Кодекс чести вампира - Сухомизская Светлана. Страница 51
Ошеломленный лавиной моих вопросов, Федор запихнул в рот сразу половину своей порции и жестом показал мне, что не может ответить, пока не прожует. И сделал попытку знаками намекнуть мне, что у меня тоже есть, чем занять свои челюсти. Но я не обратила на его намеки внимания.
Отвертеться было невозможно, и Федя, вздохнув, сказал:
— Ангелы на землю попадают не так уж часто, как кажется. А стражи живут среди людей, и их много. Почти все они знают, кто они, потому что все имеют необычные способности и сверхъестественные таланты. Да к тому же кто-то один из родителей, тоже страж, в свое время говорит своему ребенку, в чем его особенность, отличие от других людей. А еще — с самого детства на нас идет охота…
— Какая охота? — покрываясь мурашками, спросила я.

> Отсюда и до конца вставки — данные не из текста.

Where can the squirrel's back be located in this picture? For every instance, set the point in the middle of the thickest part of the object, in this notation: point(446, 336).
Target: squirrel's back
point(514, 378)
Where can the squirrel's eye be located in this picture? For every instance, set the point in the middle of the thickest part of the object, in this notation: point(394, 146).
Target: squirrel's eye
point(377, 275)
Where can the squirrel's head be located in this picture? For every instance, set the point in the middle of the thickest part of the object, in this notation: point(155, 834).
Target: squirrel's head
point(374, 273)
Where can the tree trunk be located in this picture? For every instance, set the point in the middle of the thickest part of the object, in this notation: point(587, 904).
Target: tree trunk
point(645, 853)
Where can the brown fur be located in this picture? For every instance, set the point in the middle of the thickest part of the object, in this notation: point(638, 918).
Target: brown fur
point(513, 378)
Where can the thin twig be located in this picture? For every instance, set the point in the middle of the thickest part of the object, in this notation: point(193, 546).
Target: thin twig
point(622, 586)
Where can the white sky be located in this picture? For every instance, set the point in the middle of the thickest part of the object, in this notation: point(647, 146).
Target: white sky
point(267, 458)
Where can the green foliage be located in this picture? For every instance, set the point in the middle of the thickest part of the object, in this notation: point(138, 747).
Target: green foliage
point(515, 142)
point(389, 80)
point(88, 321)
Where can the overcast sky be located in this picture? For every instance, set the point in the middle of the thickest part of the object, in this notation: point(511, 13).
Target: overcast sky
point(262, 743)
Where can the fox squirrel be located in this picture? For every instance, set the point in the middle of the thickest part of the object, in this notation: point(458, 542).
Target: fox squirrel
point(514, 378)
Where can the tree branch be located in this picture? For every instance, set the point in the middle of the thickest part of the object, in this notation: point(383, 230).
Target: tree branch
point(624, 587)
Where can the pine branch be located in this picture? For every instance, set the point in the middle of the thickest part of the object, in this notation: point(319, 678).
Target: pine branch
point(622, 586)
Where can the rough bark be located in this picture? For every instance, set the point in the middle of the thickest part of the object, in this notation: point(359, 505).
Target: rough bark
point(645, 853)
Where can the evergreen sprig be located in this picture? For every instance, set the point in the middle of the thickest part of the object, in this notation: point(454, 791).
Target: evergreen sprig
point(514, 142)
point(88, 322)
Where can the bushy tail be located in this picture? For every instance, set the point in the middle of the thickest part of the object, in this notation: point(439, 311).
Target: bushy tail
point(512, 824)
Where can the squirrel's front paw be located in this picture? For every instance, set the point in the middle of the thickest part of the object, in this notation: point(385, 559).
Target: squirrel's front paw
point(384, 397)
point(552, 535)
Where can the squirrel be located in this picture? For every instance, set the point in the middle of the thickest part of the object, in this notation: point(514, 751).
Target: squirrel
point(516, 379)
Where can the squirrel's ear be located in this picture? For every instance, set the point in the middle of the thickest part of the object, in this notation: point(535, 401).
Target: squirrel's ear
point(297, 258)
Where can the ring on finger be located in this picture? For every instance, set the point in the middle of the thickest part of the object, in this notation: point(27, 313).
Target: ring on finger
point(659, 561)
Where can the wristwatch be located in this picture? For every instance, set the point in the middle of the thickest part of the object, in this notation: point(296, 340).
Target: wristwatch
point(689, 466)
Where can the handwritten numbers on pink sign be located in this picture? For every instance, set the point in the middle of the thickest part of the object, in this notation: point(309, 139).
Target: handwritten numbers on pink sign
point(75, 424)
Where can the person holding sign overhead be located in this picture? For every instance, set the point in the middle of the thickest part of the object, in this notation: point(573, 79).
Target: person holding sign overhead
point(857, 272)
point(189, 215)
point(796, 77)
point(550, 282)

— Ну, разумеется, не с ружьями, — улыбнулся Федор. — Все дело в том, что стражи — люди, хотя каждый из нас и наделен особым даром. Поэтому, как и за всякого человека, за нас борются светлые и темные силы, но эта борьба еще ожесточеннее, чем битва за человека.
— Нет, подожди, это все общие слова, а я хочу знать про тебя… — упорствовала я.
Федя поджал губы и округлил глаза. Уж не знаю, научилась ли я сама под влиянием тесного общения с Себастьяном заглядывать в чужие мысли или лицо моего собеседника было настолько выразительным, но слова «лучше бы я ее не спасал!», хоть и остались не высказанными, буквально повисли в воздухе и читались так же легко, как первомайский транспарант.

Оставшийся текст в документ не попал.